- Theatrical poster
- Directed by: Charles Pinion
- Written by: Greg Salman
- Starring: Suziey Block
- Distributed by: Inferential Pictures
- Release date: 2014;
- Running time: 82 minutes

= American Mummy =

2014 horror film

American Mummy is a 2014 American horror film. It was directed by Charles Pinion, who is known for making Twisted Issues (1988). The screenplay was co-written with producer Greg Salman known for making Aztec Blood.

== Synopsis ==

American Mummy takes place at an archaeological excavation in the New Mexico desert, a group of students find a mummy wearing a mask made out of a human skull.

== Cast and characters ==
American Mummy stars Suziey Block from Dude Bro Party Massacre III; Exquisite Corpse; Entrance), Aidan Bristow, Aaron Burt, Esther Canata, Erin Condry, Rudy Marquez and Peter Marr.

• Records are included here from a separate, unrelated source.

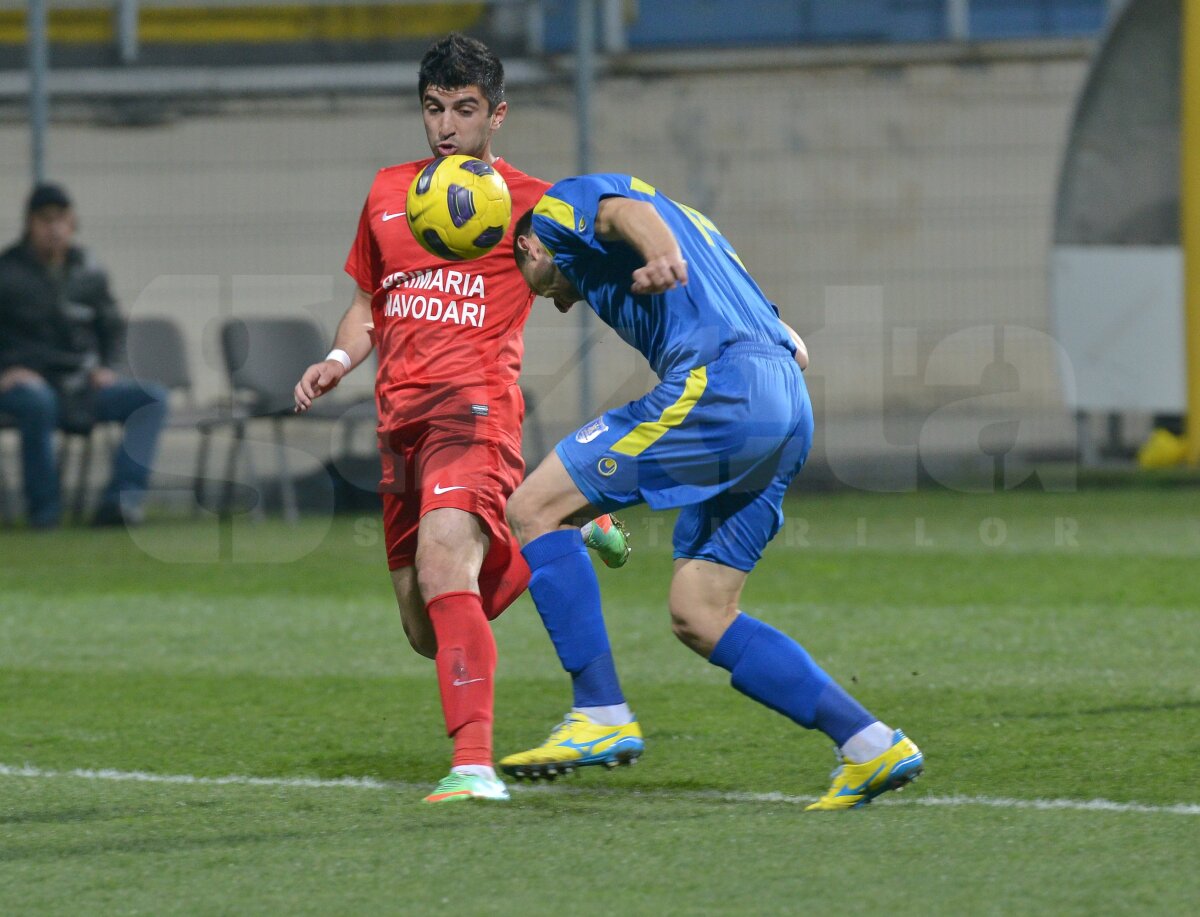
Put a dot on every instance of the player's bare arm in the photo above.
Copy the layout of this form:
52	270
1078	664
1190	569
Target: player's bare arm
639	223
802	351
353	337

- Suziey Block as Professor Jensen
- Aiden Bristow as Max
- Aaron Burt as Derek
- Esther Canata as Carmen
- Erin Condry as Connie
- Jack Grimmett as Phillip
- Rudy Marquez as Jose
- Peter Marr as Albert
- Rigo Obezo as Aztec Priest
- Jennifer June Ross as Becca
- Greg Salman as Dr. Lobachevsky.

== Production and release ==
American Mummy was directed by Charles Pinion, best known for making Twisted Issues (1988). And the screenplay was co-written with producer Greg Salman known for making Aztec Blood. Charles Pinion said that "The location was in a remote area of the desert, which felt magical to me." American Mummy had difficulties due to shooting in 3D. American Mummy was released on 3D Blu-ray and DVD with help from Wild Eye Releasing on May 9, 2017.

== Reception ==
American Mummy was reviewed poorly, with film critics criticizing the acting, and score. Critics praised the special effects makeup. In a positive review, PopHorror called American Mummy "oddly charming". HorrorSociety described it as "a b-movie, but it’s a good b-movie." HorrorNews praised the cinematography adding that Director Charles Pinion "shot the film as if he knew what it was like to be out there in the desert and sort of stuck."